Ahora —me dijo— ya es moda señalar lo que nosotros empezamos a hacer hace cuatro años.
En Máspormás no sólo paladeamos la rica libertad de escribir lo que nos viniera en gana: formamos una versión tropical de la banda que tocaba torcido (Alejandro Almazán, Marcela Turati, Diego Osorno, Carolina Rocha, Fer Rivera, Guadalupe Nettel, Lydia Cacho, Diego Rabasa, Daniel Moreno, Antonio Ortuño, Alex Sánchez, Guillermo Osorno, Aníbal Santiago, Mario Campos, Gabriela Warkentin), a veces tristes, otras divertidos, algunas más enojados, pero sobre todo anhelantes de un mejor país, y en ese viaje escribimos sobre lo que nos arruina y también de lo que hace a México un terruño como ninguno: la gente, su alegría, la indignación, el ingenio popular, las celebraciones, los muchachos que levantaron un jardín comunal, los salvadores de un perro baleado, las madres solteras que se agruparon para exportar piñatas.

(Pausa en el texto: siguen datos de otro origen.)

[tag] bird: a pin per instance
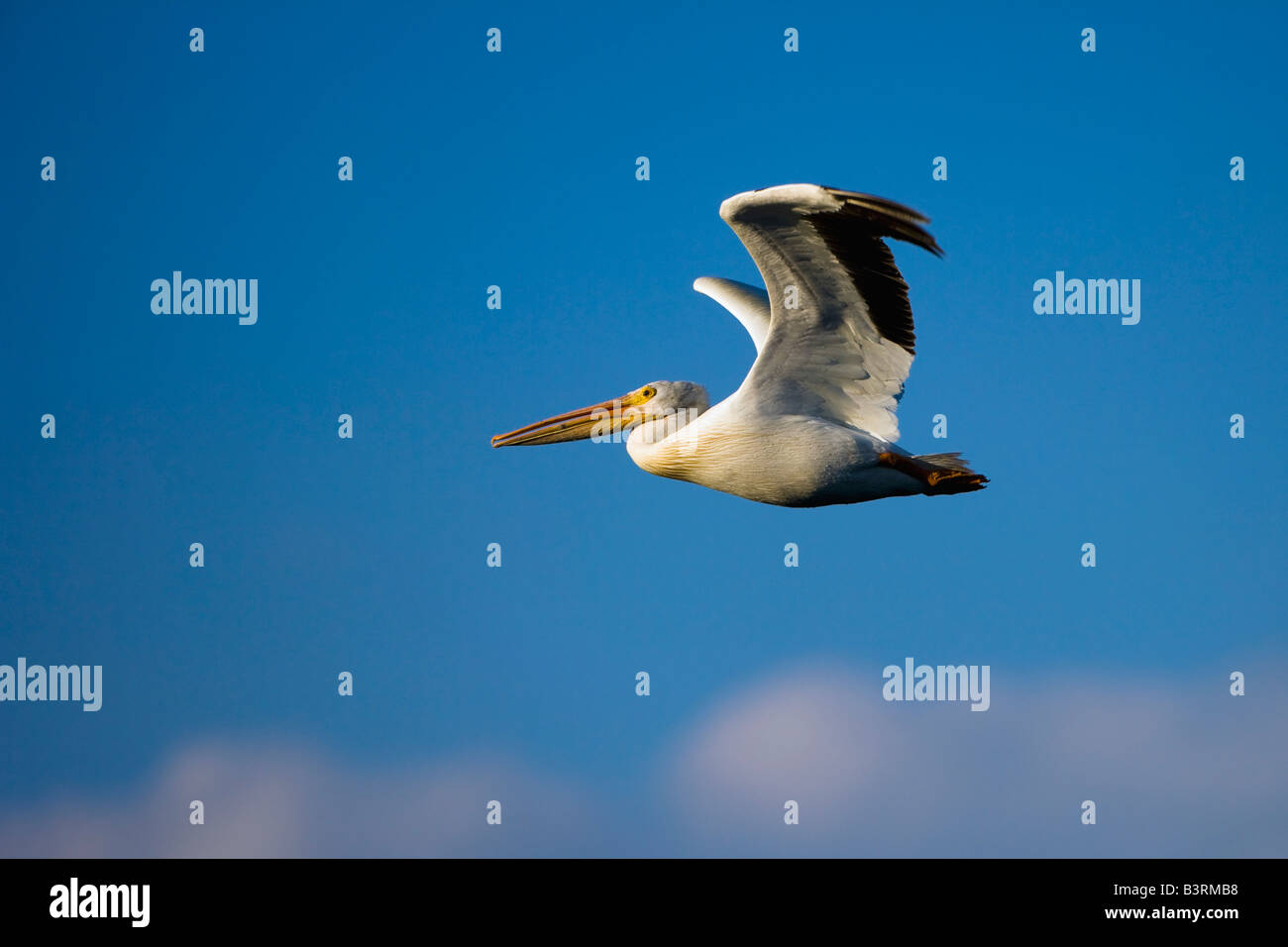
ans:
(812, 423)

“Nadie conoce a nadie” fue el incierto nombre que le di a este espacio en donde conocí y me reencontré con amigos y compañeros de anhelos e ideas; al hacer cuentas de las pérdidas de mis mudanzas, hoy puedo decir que cuando volví a México y vi en los medios un desierto árido, aparecieron Gus y su pandilla —Ilse, Lisa, Karen, Óscar— para ofrecernos un puerto generoso desde el cual arrojamos nuestras botellas al mar, sin condiciones ni aspavientos.
No me resta más que agradecer eternamente sus lecturas y desearle a Gus, a sus proyectos y a este diario que sus mejores años estén por venir. Como decía Tintán: todo a su temporal y a buenas maneras. ¡Nos vemos en el más acá!